バスケ 伊藤強化委員長がアンダー世代の強化育成に危機感「育成年代の指導者は自分の指導を疑わなければいけない」U17W杯視察で海外との差を痛感

 日本バスケットボール協会の伊藤拓摩強化委員長が17日、オンラインで取材に応じ、「強い言葉にはなるが、日本の育成年代の指導者は今までの自分の指導を疑わなければいけない」と、アンダーカテゴリー世代の育成に危機感を示した。

 伊藤強化委員長は、7年7月にトルコで開催されたU-17男子W杯を初めて現地視察。日本は1勝6敗でグループリーグ敗退に終わり、出場16カ国中14位に終わった。

 会場で最初に目にしたカードは、セルビアVSオーストラリア。「17歳の選手たちがやっているレベルがBリーグ並。細かいスキル、体つきはもちろん17歳ですけど、やっているバスケットの戦術、理解度、全てにおいて日本の17歳とは全く違う」と衝撃を受けた。同大会の優勝は米国だったが、どの国からも本気で米国を倒すメンタルの強さを感じた。「何が何でも勝ちに行く空気感、雰囲気、そこが他の国のとトップレベルの選手たちと比べると(日本は)違うなと思った。セルビアにしろ、フランスにしろ、本気でアメリカに倒しに行っていた」と振り返った。

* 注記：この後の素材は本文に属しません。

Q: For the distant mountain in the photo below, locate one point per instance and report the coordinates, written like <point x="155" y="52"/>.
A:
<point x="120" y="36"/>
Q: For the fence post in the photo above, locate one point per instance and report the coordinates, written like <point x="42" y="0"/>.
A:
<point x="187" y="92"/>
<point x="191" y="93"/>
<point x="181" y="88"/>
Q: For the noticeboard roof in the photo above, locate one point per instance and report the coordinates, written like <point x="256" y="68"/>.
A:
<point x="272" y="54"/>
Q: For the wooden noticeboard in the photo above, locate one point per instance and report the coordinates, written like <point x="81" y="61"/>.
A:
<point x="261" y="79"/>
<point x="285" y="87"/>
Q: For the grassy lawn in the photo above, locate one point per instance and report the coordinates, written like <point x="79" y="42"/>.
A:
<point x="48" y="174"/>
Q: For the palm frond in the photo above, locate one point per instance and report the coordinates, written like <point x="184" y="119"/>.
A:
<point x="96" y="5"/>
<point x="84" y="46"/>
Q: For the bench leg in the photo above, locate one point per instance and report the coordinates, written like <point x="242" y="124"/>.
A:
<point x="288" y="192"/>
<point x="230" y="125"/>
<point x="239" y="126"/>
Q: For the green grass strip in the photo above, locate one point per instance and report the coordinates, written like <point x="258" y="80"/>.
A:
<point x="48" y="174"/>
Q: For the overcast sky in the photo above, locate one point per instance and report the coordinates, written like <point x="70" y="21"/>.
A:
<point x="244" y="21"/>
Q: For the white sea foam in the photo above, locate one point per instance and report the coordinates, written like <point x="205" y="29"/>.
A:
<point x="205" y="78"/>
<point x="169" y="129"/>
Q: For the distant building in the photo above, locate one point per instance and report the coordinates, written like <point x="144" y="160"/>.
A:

 「バスケットを通して体の動かすことの素晴らしさ、チームワークの教え、そういった方を批判、否定するつもりは一切ない」と強調した上で、「世界に通用する選手を育てる、NBA選手を育てる、そういうマインドがあるコーチが世界のバスケットを知った上で世界基準で考える、指導方法を見直すことが大事じゃないかと思う」と問題提起した。

 同大会を率いた片峯聡太ヘッドコーチ、井手口孝強化部会長とはすでに対話を重ね、すでにアンダーカテゴリー世代の強化プランの構想を練っているという。タレント発掘や有望選手を集めた練習会、そもそもミニバスのルール見直しなど積極的に議論を今後も行っていく。伊藤強化委員長は「JBAとしてやらなければいけないこと」と日本協会として先頭に立つ姿勢を示しつつ、「もしかしたらミニバスのルールであったりとか、リングの高さ、年齢についても検証したり、JBAが今まで行ってきた強化育成のプロジェクトを見直す、またはアップデートする必要もあると思う。なんとかしないと10年経っても、20年経っても日本のバスケットは世界に追いつけないと言われてしまう。10年後、当たり前のように日本がヨーロッパのチームを倒し、それがアップセットと言われなくなることを目指すのであれば、今の高校生、中学世代から始まらなければいけない」と語気を強めた。